Fighter Jet News

F-35 Lightning II News

Software for first F-35B STOVL delivered

August 15, 2007 (by Eric L. Palmer) - Northrop Grumman Corporation has delivered to Lockheed Martin, the initial release of software required to perform manufacturing checkout of the first F-35B short take-off vertical landing (STOVL) variant.

The STOVL system on the F-35B utilises a shaft-driven lift fan propulsion system. Here the X-35B can bee seen over Edwards Air Force Base, Calif. [LMTAS photo]

The company has delivered updated software modules used to perform three critical functions:
  • Functional test of key sensor subsystems such as radar, electronic warfare, and communication/navigation/IFF.

  • Download of maintenance information from the aircraft.

  • In-flight detection and pilot notification of safety-critical faults.

"The delivery of this initial manufacturing release (IMR) of software for the first F-35 STOVL aircraft continues Northrop Grumman's unbroken, two-year-long streak of on-time software deliveries to the F-35 Lighting II program," said Janis Pamiljans, F-35 program manager for Northrop Grumman's Integrated Systems sector. "We're doing everything we can to support the F-35 industry team's goal of flying the first STOVL variant in the spring of 2008."
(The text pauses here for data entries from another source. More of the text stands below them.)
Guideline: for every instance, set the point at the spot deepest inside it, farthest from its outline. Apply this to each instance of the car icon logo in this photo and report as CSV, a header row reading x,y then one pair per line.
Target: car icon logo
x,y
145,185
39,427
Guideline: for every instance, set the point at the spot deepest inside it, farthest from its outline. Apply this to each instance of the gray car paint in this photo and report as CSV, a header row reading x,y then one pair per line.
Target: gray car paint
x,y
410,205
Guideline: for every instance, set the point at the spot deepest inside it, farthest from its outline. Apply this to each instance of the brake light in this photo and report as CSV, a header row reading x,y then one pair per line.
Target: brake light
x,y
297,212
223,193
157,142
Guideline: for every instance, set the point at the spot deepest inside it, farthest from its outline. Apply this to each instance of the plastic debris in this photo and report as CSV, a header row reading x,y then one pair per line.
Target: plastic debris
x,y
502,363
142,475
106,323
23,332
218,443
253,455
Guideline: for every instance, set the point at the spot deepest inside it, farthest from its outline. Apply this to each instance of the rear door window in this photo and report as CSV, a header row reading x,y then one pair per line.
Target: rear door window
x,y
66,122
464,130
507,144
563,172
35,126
The software delivered to Lockheed Martin includes:
  • Prognostic and Health Monitoring software, which is used to check out the built-in-test features of the sensor hardware and verify that the hardware is operating properly.

  • Maintenance Interface Broker software, which is used by maintenance personnel to download diagnostic information from the aircraft.

  • Mission Domain software, which includes navigation related software; software models for aircraft performance; and the Mission Systems Integrity Monitor, safety-critical software that detects, filters and notifies the pilot of critical in-flight failures.

The initial manufacturing release of software is the second in a five-step F-35 software release process leading to first flight. Between now and spring 2008, Northrop Grumman plans to deliver three more rounds of software updates for the STOVL software modules listed above.

  • Ground test release, which will be used during initial power-up and taxi tests of the F-35B.

  • Flight candidate release, which provides the core of software used during initial flight.

  • Flight test update, which provides any updates or additional software capabilities required for flight testing.

As a principal member of the Lockheed Martin-led F-35 global industry team, Northrop Grumman plays a critical role in the development and production of the aircraft.